The darkest elements of immigrant-monstering from the EU referendum vote are alluded to, and there's a nod to the failed campaign for Scottish independence, with a protest group dubbed 'The 45'. The atmosphere in the second half becomes dystopian, paranoid but unquestionably topical, even prophetic in its anticipation of some of the more troubling rhetoric emanating out of the White House and Brexit debate.

As Josie's love interest, Biggerstaff is perfectly fine, handsome and just a little too square for Darren's tastes. But his role is distinctly secondary to the film exploring her relationship with her flatmate through thick and thin. 

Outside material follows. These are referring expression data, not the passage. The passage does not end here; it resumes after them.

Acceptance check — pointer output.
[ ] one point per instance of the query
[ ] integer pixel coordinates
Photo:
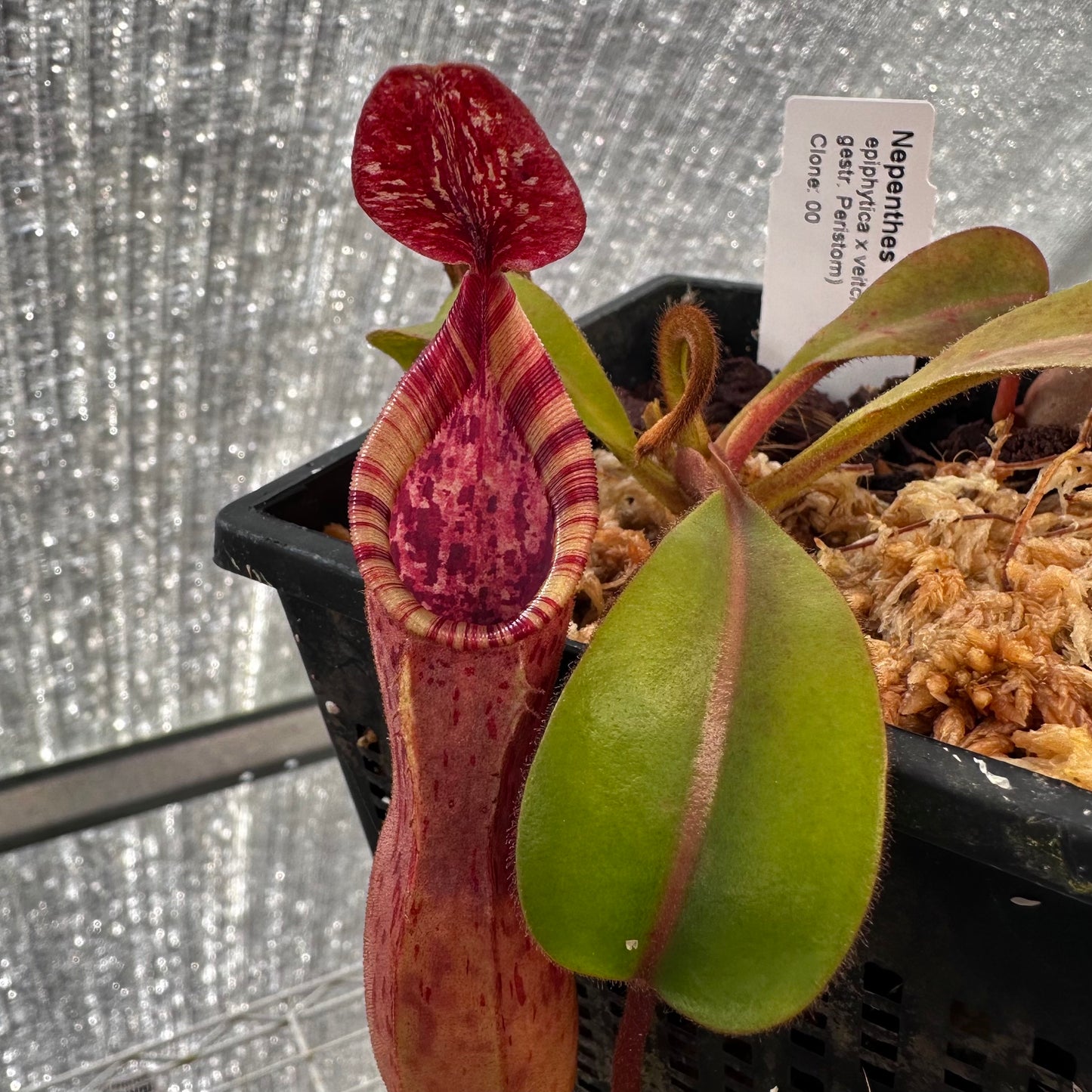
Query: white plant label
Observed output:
(853, 196)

Even more affecting though, is Josie's friendship with Roddy (played very much against type by Scot Squad's James Allenby-Kirk). With largely improvised dialogue, Roddy's growth from being a clownish, aggressive wee guy to Josie's rock in her darkest hours is measured, accomplished and a strong marker for Allenby-Kirk's future as a dramatic actor.

The film benefits greatly from its comedian-heavy cast, with Janey Godley hilarious as Josie's foul-mouthed library boss, a dyed-in-the-wool socialist who nevertheless retains a soft spot for Princess Diana. Matt Winning is also amusing as the awkward, would-be-suitor of Josie's friend, too fence-straddling, centre ground politically for the group to embrace. Elsewhere, Chris Forbes reprises the well-meaning innocence of his Scot Squad role as Darren's workmate Big John.

Their reappearance in the bleaker second half ensures a smattering of laughs in what's otherwise a pretty fraught, unrelentingly grim reframing, as well as some much needed continuity and the occasional, jarring shock, as the streetwise survive and the naïve are led away to fates uncertain.

The forces of fascism are never personified, merely heard in the siren for curfew, enforced by warning posters or glimpsed in the blurry, background overcoats of secret police thundering up a corridor. The Revolution Will Be Televised's Heydon Prowse adds some welcome, sinister embodiment as the inscrutable new administrator of the library, keeping tabs on Josie's movements and suggesting she capitalise on her Englishness to escape south.

It is very difficult to shake the feeling that Super November is two films jerry-built and jury-rigged together on abundant goodwill. Several plot turns notwithstanding, not least the inexplicable ending, Long and King have generally made a virtue of their financial restrictions, shooting tightly and focusing hard on the challenged friendships at the heart of the story. Let's hope they get to make more films together.

• Super November is being screened again at 1pm today at the Glasgow Film Festival in GFT1.